I'm not that good at math and would be very happy if you could give me some hints and so on
So my task is:
Let $\{v_1, v_2, v_3\}$ be a basis of the $\mathbb{R}$-vector space $\mathbb{R}^3$
show that $\{v_1 + v_2, v_1 + v_3, v_2 + v_3\}$ is also a base of $\mathbb{R}^3$
let $a, b, c \in \mathbb{R}$, so that $a ≠ b ≠ c$; show that $\{v_1 + v_2 + v_3, av_1 + bv_2 + cv_3, a^2v_1 + b^2v_2 + c^2v_3\}$ is also a base of $\mathbb{R}^3$
I will be gratefully for every help!
A systematic way to solve it would be to arrange the given vectors in a matrix, with respect to the given basis $(v_1,v_2,v_3)$.
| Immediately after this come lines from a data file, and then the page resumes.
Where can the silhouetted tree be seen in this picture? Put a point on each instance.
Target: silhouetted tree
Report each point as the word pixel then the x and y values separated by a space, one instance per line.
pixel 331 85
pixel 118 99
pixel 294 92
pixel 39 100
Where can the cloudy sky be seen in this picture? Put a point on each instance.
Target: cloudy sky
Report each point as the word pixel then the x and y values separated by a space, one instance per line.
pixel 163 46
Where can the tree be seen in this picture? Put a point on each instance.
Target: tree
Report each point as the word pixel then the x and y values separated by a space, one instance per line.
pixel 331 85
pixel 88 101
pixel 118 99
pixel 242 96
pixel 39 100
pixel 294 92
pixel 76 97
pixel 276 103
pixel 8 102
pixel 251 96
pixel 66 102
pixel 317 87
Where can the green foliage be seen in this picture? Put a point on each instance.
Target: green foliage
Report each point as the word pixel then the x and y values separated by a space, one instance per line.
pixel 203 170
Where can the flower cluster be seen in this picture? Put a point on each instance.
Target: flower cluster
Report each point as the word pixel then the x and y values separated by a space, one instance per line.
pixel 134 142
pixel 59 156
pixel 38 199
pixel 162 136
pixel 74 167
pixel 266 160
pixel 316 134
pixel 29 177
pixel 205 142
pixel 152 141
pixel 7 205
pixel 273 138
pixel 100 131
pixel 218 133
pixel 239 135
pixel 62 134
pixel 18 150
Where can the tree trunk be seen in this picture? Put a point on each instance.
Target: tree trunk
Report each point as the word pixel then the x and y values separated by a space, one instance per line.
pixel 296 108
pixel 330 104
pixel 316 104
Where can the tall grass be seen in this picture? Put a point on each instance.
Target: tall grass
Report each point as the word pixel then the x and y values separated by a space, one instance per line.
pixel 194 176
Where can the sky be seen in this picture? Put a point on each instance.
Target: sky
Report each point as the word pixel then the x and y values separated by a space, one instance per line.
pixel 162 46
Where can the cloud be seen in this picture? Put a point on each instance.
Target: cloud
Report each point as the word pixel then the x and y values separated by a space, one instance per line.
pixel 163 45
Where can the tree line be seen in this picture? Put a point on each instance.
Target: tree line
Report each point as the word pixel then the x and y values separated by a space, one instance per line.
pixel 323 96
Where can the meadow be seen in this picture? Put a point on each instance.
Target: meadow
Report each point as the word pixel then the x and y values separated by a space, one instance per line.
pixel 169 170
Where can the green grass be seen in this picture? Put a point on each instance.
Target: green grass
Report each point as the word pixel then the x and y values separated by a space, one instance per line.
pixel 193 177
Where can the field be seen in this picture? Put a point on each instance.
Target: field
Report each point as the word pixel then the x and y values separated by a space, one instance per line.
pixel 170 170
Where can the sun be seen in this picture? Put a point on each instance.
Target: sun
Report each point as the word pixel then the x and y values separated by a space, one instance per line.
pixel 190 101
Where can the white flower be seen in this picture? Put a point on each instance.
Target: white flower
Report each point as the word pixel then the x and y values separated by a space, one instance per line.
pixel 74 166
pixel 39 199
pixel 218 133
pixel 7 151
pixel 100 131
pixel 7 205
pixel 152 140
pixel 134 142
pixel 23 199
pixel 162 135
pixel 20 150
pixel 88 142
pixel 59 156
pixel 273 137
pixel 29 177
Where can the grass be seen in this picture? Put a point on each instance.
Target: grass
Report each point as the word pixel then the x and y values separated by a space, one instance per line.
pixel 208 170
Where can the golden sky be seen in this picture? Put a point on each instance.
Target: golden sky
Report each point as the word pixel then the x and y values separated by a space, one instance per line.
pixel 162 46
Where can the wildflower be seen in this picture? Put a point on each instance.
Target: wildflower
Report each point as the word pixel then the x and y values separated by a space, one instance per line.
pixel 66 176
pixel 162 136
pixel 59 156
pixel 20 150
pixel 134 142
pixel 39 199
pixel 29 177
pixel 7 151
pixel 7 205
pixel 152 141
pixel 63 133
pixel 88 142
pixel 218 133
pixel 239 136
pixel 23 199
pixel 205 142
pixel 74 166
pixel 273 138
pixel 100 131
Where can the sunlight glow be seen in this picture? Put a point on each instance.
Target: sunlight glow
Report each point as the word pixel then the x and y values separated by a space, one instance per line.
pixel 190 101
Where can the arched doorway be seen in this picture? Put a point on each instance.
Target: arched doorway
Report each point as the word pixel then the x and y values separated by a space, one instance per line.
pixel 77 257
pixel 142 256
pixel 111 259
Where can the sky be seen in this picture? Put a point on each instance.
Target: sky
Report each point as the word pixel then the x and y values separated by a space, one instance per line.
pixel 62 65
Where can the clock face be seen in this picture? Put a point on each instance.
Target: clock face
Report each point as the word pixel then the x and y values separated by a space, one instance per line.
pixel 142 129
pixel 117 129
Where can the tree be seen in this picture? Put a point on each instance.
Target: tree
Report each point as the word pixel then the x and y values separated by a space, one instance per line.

It's usually done by writing the coordinates of the vectors (w.r.t the given basis!) in the columns of the matrix.
Since we have $v_1+v_2={\bf1}\cdot v_1+{\bf1}\cdot v_2+{\bf0}\cdot v_3$, its coordinates w.r.t basis $(v_1,v_2,v_3)$ are $(1,1,0)$, and we will use it as a column. Similarly taken coordinates for the other two vectors, for part 1, we get the matrix $$\pmatrix{1&1&0\\1&0&1\\0&1&1}$$ For part 2., the matrix is $$\pmatrix{1&a&a^2\\1&b&b^2\\1&c&c^2}$$ To conclude that the columns of a square matrix form a basis, all we have to check is that its determinant is nonzero.